Pennsylvania suffered a very large 20 percent decline in private jobs from April 2019 to April 2020, the first lockdown month. Of the 10 states reviewed in this analysis, only New York posted a worse figure, with a drop of 22.6 percent.
Fourth, a comparison is made of how well the groups have moved toward recovering job losses incurred during the pandemic. This is done by looking at the April 2019 data and the April 2021 numbers, the most recent currently available. Here the comparative performance is truly startling: The five RTW states’ average employment change is a very small loss of 0.3 percent. Granted, some states were better than others but all were significantly better than any state in the NRTW group where the average loss in April 2021 compared to April 2019 was 7.6 percent.
Pennsylvania’s private jobs had recovered in April 2021 to a loss of 6.9 percent from April 2019. This is slightly better than the NRTW group as a whole and significantly better than New York where jobs were 10.3 percent below April 2019.
What are the reasons for the group average performances being so different? For one, gubernatorial actions and restrictions were far less draconian in the RTW states. This reflects the fundamental mind set differences between RTW red states and NRTW blue states.

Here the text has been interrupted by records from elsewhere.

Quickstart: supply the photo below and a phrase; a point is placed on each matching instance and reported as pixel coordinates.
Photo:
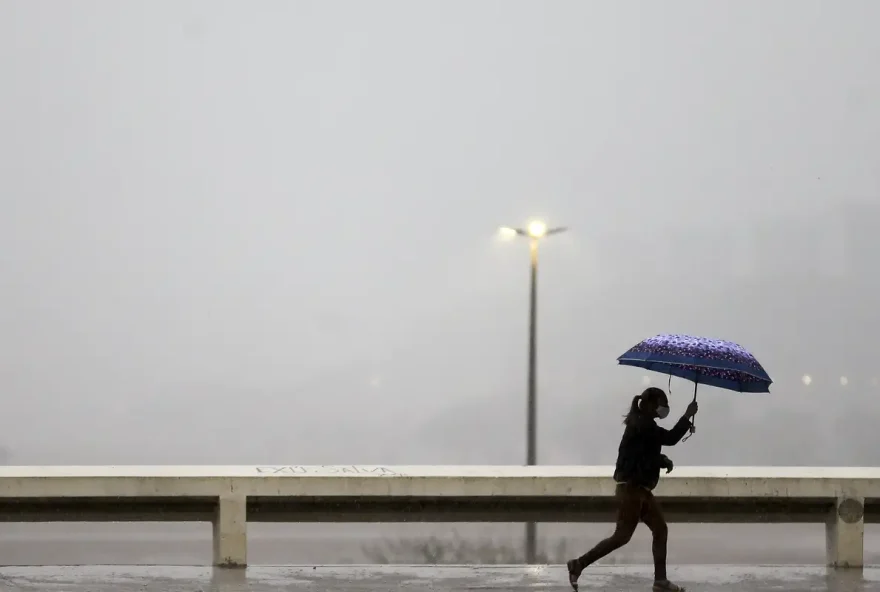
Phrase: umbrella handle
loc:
(693, 427)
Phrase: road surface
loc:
(417, 579)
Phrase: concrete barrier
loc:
(843, 498)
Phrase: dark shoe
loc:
(574, 572)
(666, 586)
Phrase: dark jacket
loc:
(639, 459)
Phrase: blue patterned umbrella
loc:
(713, 362)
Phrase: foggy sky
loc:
(248, 232)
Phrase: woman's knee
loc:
(660, 530)
(622, 536)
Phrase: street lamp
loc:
(535, 231)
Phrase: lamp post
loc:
(535, 231)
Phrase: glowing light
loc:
(537, 229)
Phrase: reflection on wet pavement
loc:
(439, 579)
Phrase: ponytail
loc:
(634, 410)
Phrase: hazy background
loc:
(263, 232)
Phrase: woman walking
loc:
(639, 461)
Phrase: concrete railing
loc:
(843, 498)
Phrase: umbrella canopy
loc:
(713, 362)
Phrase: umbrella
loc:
(712, 362)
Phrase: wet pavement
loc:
(437, 579)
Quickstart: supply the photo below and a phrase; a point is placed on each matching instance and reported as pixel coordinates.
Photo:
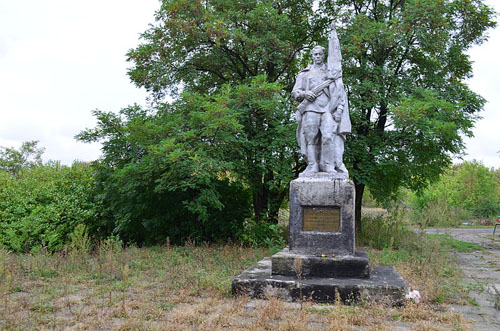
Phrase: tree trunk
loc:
(359, 188)
(260, 202)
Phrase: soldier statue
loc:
(323, 114)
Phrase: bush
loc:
(463, 191)
(262, 234)
(44, 204)
(385, 232)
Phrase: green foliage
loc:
(13, 161)
(262, 234)
(163, 173)
(385, 232)
(447, 242)
(44, 204)
(466, 190)
(79, 240)
(206, 44)
(405, 64)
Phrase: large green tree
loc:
(201, 46)
(405, 64)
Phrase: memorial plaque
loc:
(323, 219)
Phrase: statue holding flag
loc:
(323, 113)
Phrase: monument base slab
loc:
(385, 285)
(286, 263)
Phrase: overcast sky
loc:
(60, 59)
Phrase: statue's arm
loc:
(298, 92)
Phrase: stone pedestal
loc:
(321, 260)
(322, 215)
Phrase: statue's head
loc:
(318, 54)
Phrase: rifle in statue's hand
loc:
(317, 91)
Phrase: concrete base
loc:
(385, 285)
(285, 263)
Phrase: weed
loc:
(452, 244)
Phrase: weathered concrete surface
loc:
(286, 263)
(385, 285)
(482, 268)
(322, 192)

For one thing, NRTW blue states are far more likely to have very large and powerful public sector unions whose jobs were largely protected so closing down the private economy would not have much effect on public sector employees continuing to collect paychecks and benefits. Second, governors in the red RTW states eased restrictions much sooner and allowed business activity to resume more quickly.
This all reflects the importance of the differences in the fundamentals of attitudes toward business and personal freedom and responsibility and setting limits to government power. There can be little doubt that RTW is a key component of the success in those states in bouncing back from the COVID pandemic.